No industry was more badly hit by the pandemic and the subsequent economic downturn than the railways.

And more than three years on from the first lockdowns and changes to commuting lifestyles there is little immediate prospect of train companies getting back to where there were in February 2020.

The industry remains in something of a maelstrom. The franchise system, which was creaking before the pandemic, collapsed as the government had to pour in billions into the industry to keep empty trains running.

The government claims it is going to set up a new body Great British Railways to oversee the industry and contract individual companies to provide services under the GBR branding - but there has been little sign of progress towards that over the last two years.

A year ago this week Dutch Railways effectively walked away from the UK industry by selling its Abellio UK arm, including Greater Anglia, to a management buyout Transport UK.

On top of all the uncertainty over the structure of the industry, we've also had to endure more than a year of strikes and other industrial action over pay and working conditions.

But with all the changes and uncertainties, what has that done to the industry in this part of the world? 

Last week I enjoyed a genuine staycation - time off work, at home and spent travelling around East Anglia.

I bought myself a three-day Anglia Plus ticket giving me unlimited travel in East Anglia north of Ipswich and Cambridge.

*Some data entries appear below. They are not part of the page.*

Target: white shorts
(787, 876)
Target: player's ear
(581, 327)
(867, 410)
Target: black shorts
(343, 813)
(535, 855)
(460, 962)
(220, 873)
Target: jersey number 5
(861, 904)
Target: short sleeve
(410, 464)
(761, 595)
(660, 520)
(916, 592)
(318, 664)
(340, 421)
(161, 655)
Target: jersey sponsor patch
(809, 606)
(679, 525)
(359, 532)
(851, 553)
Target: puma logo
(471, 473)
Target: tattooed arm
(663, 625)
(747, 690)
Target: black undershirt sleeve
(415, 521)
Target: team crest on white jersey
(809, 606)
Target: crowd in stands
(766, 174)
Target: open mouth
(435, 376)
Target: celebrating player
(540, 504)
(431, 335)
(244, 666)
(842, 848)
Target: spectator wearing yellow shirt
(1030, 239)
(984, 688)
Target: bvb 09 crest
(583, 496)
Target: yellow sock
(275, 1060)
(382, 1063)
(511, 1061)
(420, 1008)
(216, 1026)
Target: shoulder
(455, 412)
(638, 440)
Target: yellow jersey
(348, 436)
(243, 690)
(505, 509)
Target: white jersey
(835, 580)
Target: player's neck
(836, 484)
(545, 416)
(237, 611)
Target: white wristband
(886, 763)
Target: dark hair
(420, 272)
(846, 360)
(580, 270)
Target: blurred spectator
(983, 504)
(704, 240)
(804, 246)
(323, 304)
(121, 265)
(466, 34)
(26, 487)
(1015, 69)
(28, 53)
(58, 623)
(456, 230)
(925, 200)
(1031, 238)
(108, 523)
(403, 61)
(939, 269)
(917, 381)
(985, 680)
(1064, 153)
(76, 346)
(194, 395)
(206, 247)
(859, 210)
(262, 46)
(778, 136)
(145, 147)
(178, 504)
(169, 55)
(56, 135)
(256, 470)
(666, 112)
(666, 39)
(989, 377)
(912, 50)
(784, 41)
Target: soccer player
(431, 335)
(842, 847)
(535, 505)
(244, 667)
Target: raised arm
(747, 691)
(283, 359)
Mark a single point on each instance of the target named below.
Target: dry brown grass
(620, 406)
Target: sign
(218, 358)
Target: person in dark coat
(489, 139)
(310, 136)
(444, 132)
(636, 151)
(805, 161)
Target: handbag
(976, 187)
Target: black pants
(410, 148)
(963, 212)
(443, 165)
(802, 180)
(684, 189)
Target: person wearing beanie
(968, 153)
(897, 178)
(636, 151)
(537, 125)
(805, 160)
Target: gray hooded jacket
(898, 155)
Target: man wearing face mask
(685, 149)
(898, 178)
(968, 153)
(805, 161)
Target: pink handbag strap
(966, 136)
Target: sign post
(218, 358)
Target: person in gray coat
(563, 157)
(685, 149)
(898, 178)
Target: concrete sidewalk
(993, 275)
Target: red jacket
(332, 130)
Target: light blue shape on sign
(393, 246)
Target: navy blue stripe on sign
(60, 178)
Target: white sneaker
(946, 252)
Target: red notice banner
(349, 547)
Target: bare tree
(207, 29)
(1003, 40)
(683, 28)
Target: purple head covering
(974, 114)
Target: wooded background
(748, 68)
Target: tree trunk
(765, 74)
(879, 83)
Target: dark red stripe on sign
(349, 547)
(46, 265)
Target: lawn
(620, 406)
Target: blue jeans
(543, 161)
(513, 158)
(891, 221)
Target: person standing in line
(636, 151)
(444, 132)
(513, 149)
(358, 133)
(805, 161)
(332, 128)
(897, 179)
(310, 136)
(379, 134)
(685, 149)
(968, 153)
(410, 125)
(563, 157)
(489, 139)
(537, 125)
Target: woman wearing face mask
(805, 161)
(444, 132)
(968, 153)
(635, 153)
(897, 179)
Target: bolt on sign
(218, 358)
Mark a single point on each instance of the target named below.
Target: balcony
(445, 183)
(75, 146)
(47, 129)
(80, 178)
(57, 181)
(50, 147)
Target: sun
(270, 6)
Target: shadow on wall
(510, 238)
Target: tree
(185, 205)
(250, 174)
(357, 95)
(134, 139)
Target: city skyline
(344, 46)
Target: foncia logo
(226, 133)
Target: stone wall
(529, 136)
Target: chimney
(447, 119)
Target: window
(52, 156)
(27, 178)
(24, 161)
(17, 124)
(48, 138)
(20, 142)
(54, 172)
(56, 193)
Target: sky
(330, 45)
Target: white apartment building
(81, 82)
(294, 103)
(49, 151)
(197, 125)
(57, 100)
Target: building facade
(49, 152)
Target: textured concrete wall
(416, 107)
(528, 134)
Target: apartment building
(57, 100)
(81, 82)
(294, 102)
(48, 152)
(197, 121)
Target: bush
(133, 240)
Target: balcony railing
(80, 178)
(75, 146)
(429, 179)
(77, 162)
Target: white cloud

One of the days I was travelling there was disruption caused by a tree blown down at Manningtree and mechanical problems on the Oulton Broad swing bridge - but I still managed to enjoy a day out to Beccles and Lowestoft.

East Anglian Daily Times: Greater Anglia train at Beccles.Greater Anglia train at Beccles. (Image: Paul Geater)

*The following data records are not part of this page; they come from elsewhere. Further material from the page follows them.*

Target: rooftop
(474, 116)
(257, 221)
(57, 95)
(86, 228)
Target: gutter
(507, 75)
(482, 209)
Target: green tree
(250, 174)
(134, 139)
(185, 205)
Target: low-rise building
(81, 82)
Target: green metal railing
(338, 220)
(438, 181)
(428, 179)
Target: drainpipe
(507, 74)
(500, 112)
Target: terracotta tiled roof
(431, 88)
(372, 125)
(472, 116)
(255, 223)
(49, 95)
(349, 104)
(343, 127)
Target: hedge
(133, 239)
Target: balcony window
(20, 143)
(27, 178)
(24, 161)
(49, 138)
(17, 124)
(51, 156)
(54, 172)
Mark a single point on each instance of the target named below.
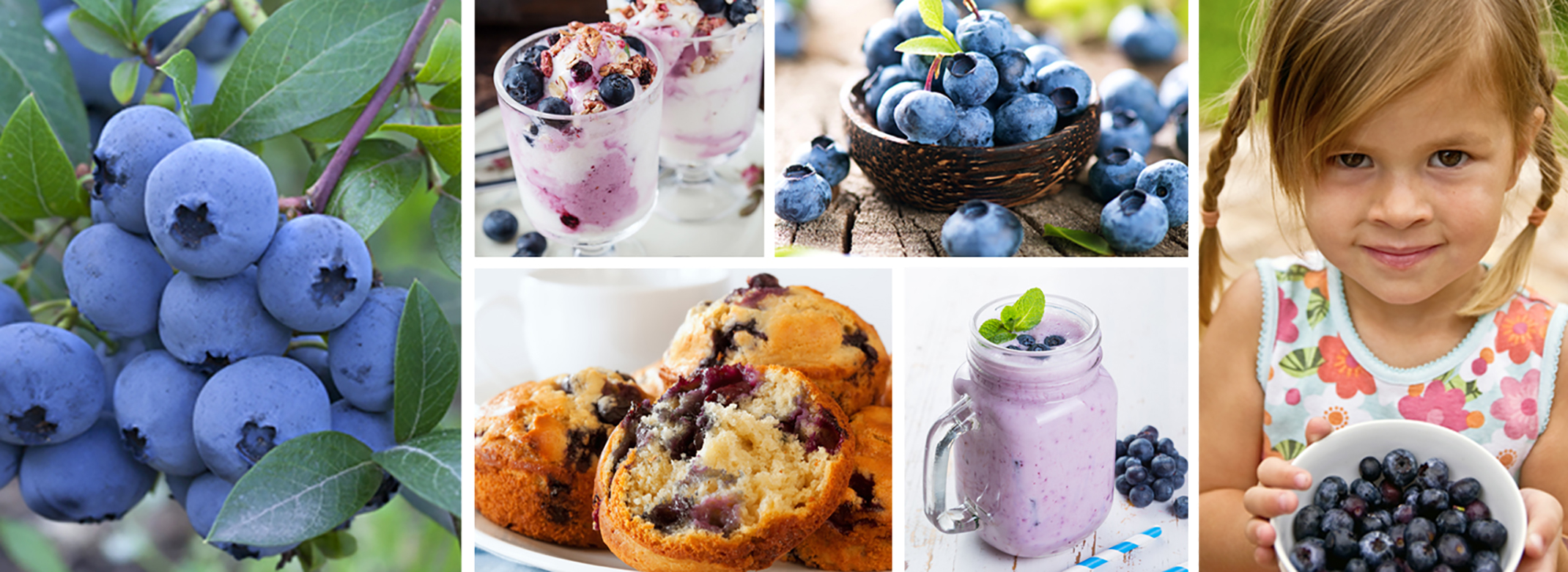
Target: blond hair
(1324, 65)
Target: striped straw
(1142, 540)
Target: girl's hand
(1273, 496)
(1543, 518)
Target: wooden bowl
(942, 178)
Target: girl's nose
(1404, 202)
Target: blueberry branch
(322, 191)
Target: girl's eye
(1449, 158)
(1353, 161)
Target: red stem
(334, 170)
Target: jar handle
(938, 447)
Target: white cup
(609, 318)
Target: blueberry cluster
(1397, 516)
(209, 375)
(1150, 469)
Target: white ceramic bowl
(1341, 455)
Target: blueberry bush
(229, 243)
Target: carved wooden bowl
(942, 178)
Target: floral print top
(1495, 387)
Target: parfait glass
(587, 181)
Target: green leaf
(432, 466)
(1085, 239)
(29, 549)
(1316, 309)
(154, 13)
(447, 104)
(377, 180)
(308, 62)
(993, 331)
(443, 142)
(1302, 362)
(35, 63)
(445, 221)
(336, 126)
(928, 46)
(97, 37)
(306, 486)
(37, 178)
(122, 82)
(445, 56)
(182, 71)
(115, 15)
(427, 367)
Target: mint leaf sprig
(1018, 318)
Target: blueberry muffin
(536, 447)
(858, 536)
(730, 470)
(785, 326)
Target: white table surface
(731, 236)
(1145, 334)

And I have to say despite all the uncertainty surrounding the industry, this confirmed to me that train travel is the best way of getting around from town to town and I could see why Greater Anglia has been winning national awards for its services.

The number of commuters may still be well down on pre-2020 levels, and it is likely to stay that way as working patterns have changed significantly.

But the trains I was using were mainly carrying leisure passengers - and their numbers seem well up.

The train from Norwich to Cromer was pretty full - why didn't Greater Anglia put a four-car rather than three-car train on one of its busiest routes in August?

Others were busy but didn't feel crowded at all - and I used my week to enjoy days out at some of my favourite places like Ely, Cromer, Lowestoft and Norwich.

East Anglian Daily Times: Modern comfortable trains have transformed travel to places like Lowestoft.Modern comfortable trains have transformed travel to places like Lowestoft. (Image: Paul Geater)

It's not surprising that services are well-used - the trains are extremely comfortable even for those of us with long legs and who are rather broad in the beam.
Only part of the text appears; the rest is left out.